Lin Xiaoxiao, Wang Shuai, Wang Long, Guan Yihong, Huang Jinyu
Zhejiang Chinese Medical University, Hangzhou, China.
Affiliated Hangzhou First People's Hospital, Zhejiang University School of Medicine, Stress: No. 261, Huansha Road, Hangzhou, 310006, China.
Cardiovasc Drugs Ther. 2022 Apr;36(2):271-278. doi: 10.1007/s10557-021-07145-7. Epub 2021 Feb 11.

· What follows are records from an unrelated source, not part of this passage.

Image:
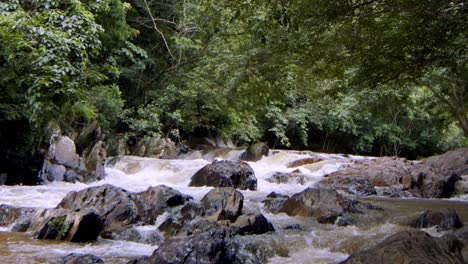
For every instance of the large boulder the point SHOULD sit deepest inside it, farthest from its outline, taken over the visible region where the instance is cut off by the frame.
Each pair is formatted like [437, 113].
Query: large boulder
[359, 186]
[225, 173]
[63, 162]
[116, 205]
[225, 203]
[435, 177]
[294, 177]
[446, 219]
[186, 221]
[213, 246]
[80, 226]
[453, 162]
[432, 182]
[250, 224]
[81, 259]
[274, 202]
[411, 247]
[320, 202]
[157, 200]
[10, 214]
[381, 172]
[255, 152]
[304, 161]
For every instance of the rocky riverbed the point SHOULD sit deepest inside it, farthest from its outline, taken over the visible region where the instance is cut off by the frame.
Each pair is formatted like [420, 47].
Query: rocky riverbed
[285, 207]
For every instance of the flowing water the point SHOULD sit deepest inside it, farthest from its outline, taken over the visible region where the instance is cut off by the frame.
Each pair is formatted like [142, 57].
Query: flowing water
[312, 243]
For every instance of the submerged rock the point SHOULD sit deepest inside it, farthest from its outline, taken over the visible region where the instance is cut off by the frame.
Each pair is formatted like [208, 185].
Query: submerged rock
[81, 259]
[225, 173]
[411, 247]
[81, 226]
[446, 219]
[435, 177]
[393, 192]
[319, 202]
[157, 200]
[250, 224]
[295, 177]
[226, 203]
[302, 162]
[381, 172]
[359, 186]
[9, 214]
[118, 206]
[274, 201]
[214, 246]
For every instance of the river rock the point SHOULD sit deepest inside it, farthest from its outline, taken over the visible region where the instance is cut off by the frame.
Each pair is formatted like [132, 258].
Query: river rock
[214, 246]
[81, 226]
[359, 186]
[225, 203]
[431, 182]
[181, 222]
[63, 163]
[157, 200]
[411, 247]
[302, 162]
[81, 259]
[435, 177]
[381, 172]
[134, 234]
[393, 192]
[226, 173]
[294, 177]
[453, 162]
[250, 224]
[9, 214]
[446, 219]
[274, 202]
[255, 152]
[118, 206]
[319, 202]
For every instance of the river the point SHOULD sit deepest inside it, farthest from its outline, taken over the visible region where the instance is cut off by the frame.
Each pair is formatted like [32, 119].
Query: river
[313, 243]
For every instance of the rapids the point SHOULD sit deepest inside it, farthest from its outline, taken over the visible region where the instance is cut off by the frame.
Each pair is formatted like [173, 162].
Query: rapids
[313, 243]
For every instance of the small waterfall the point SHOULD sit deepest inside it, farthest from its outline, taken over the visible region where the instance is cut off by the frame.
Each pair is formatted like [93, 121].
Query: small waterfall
[311, 243]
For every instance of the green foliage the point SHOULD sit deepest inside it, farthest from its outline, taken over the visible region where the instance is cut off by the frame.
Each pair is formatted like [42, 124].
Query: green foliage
[143, 121]
[375, 77]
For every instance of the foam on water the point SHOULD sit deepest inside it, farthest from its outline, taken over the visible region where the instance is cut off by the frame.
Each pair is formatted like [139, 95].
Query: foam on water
[314, 243]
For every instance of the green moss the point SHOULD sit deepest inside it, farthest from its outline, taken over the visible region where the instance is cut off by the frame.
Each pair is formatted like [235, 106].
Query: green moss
[59, 224]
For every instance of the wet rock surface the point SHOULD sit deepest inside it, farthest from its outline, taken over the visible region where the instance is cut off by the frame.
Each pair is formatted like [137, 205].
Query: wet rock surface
[215, 246]
[411, 247]
[80, 226]
[444, 220]
[63, 163]
[435, 177]
[225, 173]
[255, 152]
[302, 162]
[319, 202]
[295, 177]
[359, 186]
[81, 259]
[118, 206]
[9, 214]
[157, 200]
[225, 203]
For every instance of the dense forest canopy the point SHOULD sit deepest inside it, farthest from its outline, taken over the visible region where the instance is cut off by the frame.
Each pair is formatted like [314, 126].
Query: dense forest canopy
[380, 77]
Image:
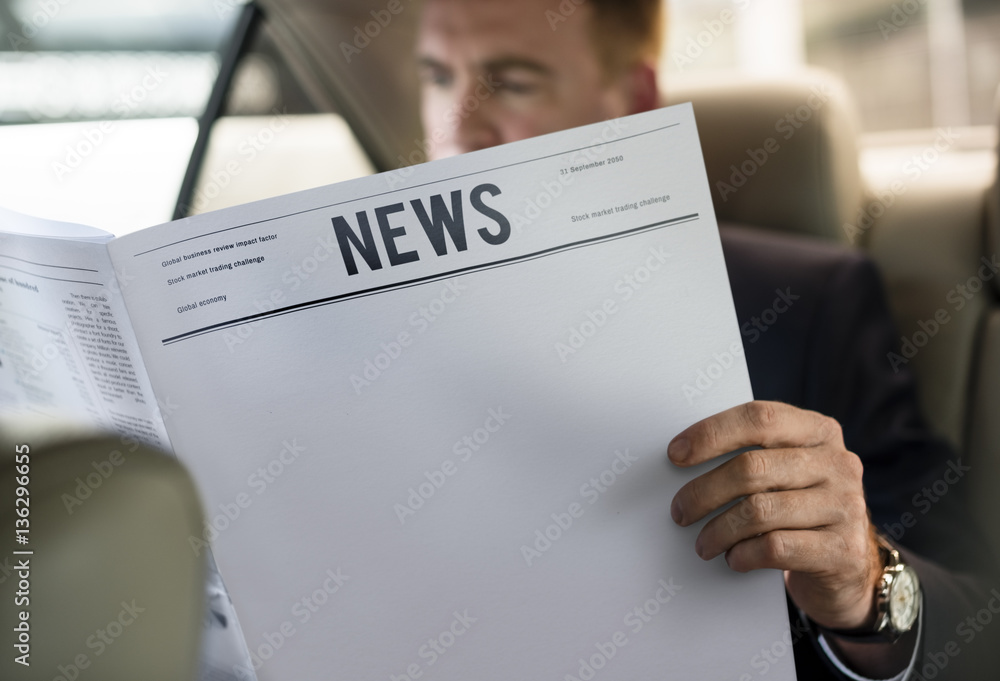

The current American College of Cardiology and American Heart Association (ACC/AHA) guidelines recommend dual antiplatelet therapy (DAPT) with aspirin and clopidogrel for 6 months followed by lifelong aspirin after transcatheter aortic valve replacement (TAVR). However, studies that have DAPT with aspirin following TAVR have questioned this recommendation as DAPT has been associated with more bleeding events compared to aspirin. We performed a systematic review and meta-analysis of all the RCTs comparing DAPT (aspirin plus clopidogrel) with aspirin alone as antithrombotic treatment following transcatheter aortic valve replacement.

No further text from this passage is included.